See there are three kinds of Aghoris: the family man, the complete renunciate, and the floater.


Can you curse others?

We can but I don’t. I’m here to heal people with my sadhana

 

Are your children also Aghori?

That’s their decision.

 

Are you okay with your wife being an Aghori?

That’s her decision.

 

A man obviously not given to conversation, Lal Baba says he needs to catch his train back to West Bengal. I wrap up my very brief interview with a few quick questions.

 

This is what I gather: The word Aghor implies that which is ‘not terrible’; Aghoris are Shaivite sadhus; many follow esoteric and secretive tantrik traditions; to some of them, human skull and bones, chimta (tongs) are critical; they aim to conquer emotions like disgust, fear and anger; they want to embrace death and pain as part of the life journey; consumption of alcohol and cannabis facilitates the process of transcendence.

 

Perhaps all of us need our own totems, weapons and intoxicants. For the educated and irreligious ‘liberal’ elite, those come from two sources: wealth and vocabulary.

 

As Lal Baba gets up from his meal, he contemplates me for a few moments and makes a puzzling pronouncement: “You are a bigger Aghori than I am.”

 

Me?
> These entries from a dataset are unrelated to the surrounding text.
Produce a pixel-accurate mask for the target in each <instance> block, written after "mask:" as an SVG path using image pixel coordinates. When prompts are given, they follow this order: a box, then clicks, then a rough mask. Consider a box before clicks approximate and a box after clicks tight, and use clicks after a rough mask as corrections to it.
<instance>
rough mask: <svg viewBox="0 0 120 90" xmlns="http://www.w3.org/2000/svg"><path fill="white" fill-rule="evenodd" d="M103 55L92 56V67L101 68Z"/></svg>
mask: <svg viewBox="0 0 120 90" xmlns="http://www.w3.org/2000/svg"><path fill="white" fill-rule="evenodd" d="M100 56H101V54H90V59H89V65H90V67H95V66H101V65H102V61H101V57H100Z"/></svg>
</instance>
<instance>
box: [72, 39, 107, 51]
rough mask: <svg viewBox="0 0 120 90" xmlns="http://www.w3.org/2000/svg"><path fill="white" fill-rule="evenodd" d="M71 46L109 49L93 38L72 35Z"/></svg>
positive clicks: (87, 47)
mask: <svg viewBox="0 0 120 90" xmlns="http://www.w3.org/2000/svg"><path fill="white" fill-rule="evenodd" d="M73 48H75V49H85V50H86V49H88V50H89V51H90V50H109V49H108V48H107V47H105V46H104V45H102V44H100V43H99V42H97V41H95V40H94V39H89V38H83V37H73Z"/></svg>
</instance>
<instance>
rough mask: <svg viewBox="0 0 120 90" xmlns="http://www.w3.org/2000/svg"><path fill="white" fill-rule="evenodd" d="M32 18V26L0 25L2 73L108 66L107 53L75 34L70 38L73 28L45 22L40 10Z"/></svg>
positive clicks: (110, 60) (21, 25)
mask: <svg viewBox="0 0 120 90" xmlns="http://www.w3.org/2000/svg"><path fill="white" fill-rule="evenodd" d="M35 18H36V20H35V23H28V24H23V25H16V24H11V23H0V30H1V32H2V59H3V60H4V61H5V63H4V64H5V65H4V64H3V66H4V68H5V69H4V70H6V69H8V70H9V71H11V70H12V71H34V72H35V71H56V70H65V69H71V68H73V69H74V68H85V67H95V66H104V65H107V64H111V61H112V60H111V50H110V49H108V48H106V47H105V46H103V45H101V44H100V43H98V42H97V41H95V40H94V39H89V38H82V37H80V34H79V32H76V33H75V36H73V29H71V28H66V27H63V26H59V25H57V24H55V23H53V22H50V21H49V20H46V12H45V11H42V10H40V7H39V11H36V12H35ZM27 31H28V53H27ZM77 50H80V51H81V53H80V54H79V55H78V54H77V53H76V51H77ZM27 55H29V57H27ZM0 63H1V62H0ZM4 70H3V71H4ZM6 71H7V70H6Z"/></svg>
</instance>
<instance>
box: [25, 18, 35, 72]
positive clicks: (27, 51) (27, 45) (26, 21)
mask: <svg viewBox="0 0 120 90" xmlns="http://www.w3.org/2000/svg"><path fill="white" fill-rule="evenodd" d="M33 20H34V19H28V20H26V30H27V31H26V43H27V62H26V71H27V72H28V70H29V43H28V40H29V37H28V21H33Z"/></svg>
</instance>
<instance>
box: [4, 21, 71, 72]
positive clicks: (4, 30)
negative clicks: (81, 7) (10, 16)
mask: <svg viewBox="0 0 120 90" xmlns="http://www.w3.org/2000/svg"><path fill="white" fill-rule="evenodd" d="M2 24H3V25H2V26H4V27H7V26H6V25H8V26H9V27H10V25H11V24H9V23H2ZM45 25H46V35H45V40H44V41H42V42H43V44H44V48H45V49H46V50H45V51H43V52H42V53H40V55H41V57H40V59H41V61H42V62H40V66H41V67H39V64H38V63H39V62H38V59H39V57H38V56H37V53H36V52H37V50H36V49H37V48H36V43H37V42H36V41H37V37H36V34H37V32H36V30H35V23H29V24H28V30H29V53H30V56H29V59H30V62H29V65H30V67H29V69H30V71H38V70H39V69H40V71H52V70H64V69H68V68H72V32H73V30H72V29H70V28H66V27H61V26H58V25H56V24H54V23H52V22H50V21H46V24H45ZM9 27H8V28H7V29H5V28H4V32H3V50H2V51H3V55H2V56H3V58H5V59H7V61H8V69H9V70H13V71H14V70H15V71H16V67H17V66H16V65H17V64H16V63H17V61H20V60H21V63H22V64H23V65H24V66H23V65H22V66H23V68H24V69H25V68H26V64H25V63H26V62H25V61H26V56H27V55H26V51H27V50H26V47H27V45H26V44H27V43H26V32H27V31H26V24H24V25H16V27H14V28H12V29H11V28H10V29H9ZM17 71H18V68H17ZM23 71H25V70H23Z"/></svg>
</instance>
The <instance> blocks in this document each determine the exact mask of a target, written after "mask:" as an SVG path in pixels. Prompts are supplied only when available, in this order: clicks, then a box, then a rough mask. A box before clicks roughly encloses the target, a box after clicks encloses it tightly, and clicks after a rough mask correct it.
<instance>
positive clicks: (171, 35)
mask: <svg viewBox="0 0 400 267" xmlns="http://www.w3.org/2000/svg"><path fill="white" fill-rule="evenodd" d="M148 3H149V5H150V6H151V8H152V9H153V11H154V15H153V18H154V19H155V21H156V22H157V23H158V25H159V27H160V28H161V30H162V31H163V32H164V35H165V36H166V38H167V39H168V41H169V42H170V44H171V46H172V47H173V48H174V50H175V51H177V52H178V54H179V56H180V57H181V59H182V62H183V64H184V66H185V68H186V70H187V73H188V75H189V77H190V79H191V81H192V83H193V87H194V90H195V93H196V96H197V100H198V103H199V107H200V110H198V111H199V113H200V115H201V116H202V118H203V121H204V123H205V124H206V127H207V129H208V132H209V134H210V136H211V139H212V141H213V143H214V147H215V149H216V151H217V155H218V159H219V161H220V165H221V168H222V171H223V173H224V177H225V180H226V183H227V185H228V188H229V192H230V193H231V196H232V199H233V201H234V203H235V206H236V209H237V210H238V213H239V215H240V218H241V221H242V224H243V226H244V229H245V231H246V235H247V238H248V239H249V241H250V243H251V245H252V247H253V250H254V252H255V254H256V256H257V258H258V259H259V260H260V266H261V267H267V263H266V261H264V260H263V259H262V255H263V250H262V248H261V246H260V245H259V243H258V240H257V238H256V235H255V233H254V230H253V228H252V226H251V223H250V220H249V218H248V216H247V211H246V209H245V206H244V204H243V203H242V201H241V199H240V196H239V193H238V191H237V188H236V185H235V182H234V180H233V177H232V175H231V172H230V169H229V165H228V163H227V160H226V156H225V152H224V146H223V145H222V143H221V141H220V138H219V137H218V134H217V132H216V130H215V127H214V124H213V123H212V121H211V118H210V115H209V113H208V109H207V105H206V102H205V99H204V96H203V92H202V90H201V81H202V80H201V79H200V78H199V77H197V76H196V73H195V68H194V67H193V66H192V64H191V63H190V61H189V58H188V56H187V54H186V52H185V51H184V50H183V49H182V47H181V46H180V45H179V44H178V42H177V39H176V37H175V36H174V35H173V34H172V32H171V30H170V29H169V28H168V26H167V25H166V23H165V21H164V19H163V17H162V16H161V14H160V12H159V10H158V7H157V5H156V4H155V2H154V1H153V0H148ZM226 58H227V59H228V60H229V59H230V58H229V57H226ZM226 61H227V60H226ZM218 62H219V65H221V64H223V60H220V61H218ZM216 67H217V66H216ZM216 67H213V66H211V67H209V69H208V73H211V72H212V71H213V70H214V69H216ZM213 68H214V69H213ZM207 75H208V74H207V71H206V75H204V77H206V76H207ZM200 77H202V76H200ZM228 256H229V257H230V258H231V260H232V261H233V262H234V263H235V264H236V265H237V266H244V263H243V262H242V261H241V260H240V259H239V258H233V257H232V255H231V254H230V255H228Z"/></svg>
The English-spouting man in fancy cargoes and waterproof sneakers, carrying a sophisticated camera? One who contains his meat consumption to the occasional Bihari chicken curry, and can’t digest the very thought of consuming fellow mammals?

 

“Yes, you. You have the same power, you are on the same journey.”

 

With that, he vanishes into his room to pack.

 

Bora, to whom I owe much of my Northeast experiences, and I decide to see them off. Bora first shoos off a group of men who are requesting Lal Baba to come along to protect them in a certain business deal that’s lurching.

 

“He never says no to anyone,” Bora says in brotherly reproach before huddling the couple into the car.

 

As soon as we reach the station, a man scurries up to touch Baba’s feet. Baba’s blessings and greetings are always the same two words: “Jai Mahakal.”

 

“I come from Kashmir every year to meet Baba,” the man says.

 

The afternoon sun is now beating down hard. The train has hooted twice. Lal Baba, who was here a moment ago, has once again decided to dash off somewhere. He seems to function only in two modes: Restful, where he can sit in one place for hours and meditate; restive, when he can’t stop fidgeting and moving.

 

Boudi is inside. She has cleaned up the berth, spread a clean sheet, and neatly stored Lal Baba’s paraphernalia, including Bahadur. The train hoots the last warning and judders to a slow start.

 

She’s unbothered.

 

That’s how sure they are of each other.



The Ocean-River

 

As we head back, we cross the Brahmaputra.

 

In spate during the monsoon, this river that is an ocean can achieve a width of 36 kilometres. It is an untameable force of nature, at once charming and intimidating, nurturing and annihilating.

 

Just like an Aghori, just like Kamakhya and Ambubachi, the Brahmaputra evokes fear and faith, life and death, myth and legend.

 

You either stay safe on familiar shores, or decide to immerse in the unknown.